The Nobel laureates, almost to a man, described themselves as “lazy” - they worked intensely when inspired, then stepped away entirely. The least successful ones were the ones obsessively logging hours.




So many great nuggets.

"One example of an individual optimization tool that really works is Ozempic. Some people need to be on it for medical reasons1 and others are self-admittedly doing it for aesthetics. To be clear, Ozempic is a wonderful technology that solves a very real problem for individuals but it leaves the collective problem like the food system and healthcare access2 untouched.

It also marks a shift. The internal body has a thing we can really control, with time and resources. What we have is the Ozempic optimization of everything - Ozempicization, if you will. We have a suite of magic shots now in the form of peptides and everything else that address effort and discomfort and complexity. Everything can be optimized. Everything can be controlled."

"Raymond Williams wrote in 1961 that “every aspect of our personal life is radically affected by the quality of general life” and yet we insist on seeing it in completely personal terms - and all of this is a great case study of that." - what a great sentence!!

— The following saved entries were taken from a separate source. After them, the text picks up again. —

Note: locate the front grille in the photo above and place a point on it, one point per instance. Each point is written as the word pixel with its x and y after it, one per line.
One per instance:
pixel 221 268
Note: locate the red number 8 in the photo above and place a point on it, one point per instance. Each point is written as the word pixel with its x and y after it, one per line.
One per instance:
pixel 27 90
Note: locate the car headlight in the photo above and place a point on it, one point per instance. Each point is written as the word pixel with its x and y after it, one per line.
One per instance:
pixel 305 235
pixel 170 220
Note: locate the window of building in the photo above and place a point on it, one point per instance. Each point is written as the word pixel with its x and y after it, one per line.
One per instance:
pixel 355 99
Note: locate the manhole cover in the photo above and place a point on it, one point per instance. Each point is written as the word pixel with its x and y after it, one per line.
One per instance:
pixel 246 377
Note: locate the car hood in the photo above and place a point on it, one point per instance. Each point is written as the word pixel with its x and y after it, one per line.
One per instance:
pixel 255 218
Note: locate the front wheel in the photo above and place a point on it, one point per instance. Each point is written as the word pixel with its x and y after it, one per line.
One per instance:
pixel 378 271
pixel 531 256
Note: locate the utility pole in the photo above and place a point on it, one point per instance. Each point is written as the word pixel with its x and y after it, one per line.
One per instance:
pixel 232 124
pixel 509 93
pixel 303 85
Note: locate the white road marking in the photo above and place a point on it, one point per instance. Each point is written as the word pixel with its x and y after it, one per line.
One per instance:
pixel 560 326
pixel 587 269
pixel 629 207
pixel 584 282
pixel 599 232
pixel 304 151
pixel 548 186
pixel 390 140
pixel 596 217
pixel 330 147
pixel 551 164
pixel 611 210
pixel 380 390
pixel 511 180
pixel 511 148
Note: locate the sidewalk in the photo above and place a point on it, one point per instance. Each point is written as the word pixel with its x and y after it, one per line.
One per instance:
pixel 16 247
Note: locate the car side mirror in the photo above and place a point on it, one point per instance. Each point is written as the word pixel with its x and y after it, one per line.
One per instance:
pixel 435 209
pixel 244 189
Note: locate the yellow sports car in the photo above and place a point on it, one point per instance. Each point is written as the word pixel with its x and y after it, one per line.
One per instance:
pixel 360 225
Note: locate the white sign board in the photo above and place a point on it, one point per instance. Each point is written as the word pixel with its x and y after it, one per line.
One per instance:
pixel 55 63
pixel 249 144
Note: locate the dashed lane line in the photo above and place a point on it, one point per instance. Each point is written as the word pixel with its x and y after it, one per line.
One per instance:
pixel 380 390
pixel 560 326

Listened to this podcast. I thought LDV’s life was quite surreal. The fact that he was both an artist but also a scientist of some sort - a contradictory combination for that time period - and quite eccentric, a maverick.


I was intrigued by how diverse his creativity was and not limited to a medium nor a field. There’s a point in the podcast where the host mentions that he decided to leave for another city and would make his own money by being commissioned for his skills or his intellect.


Although it sounds so incredibly obvious and is pretty much what everyone does, I found it interesting that he was so confident and knowledgeable about what he knew that he was willing to sell his “expertise” to whoever wanted to pay for it. Doing so also allowed for him to independent of any guild or master. And he found a patron who not only had insatiable curiosity but also gave Leonardo the freedom to do his research and experiments.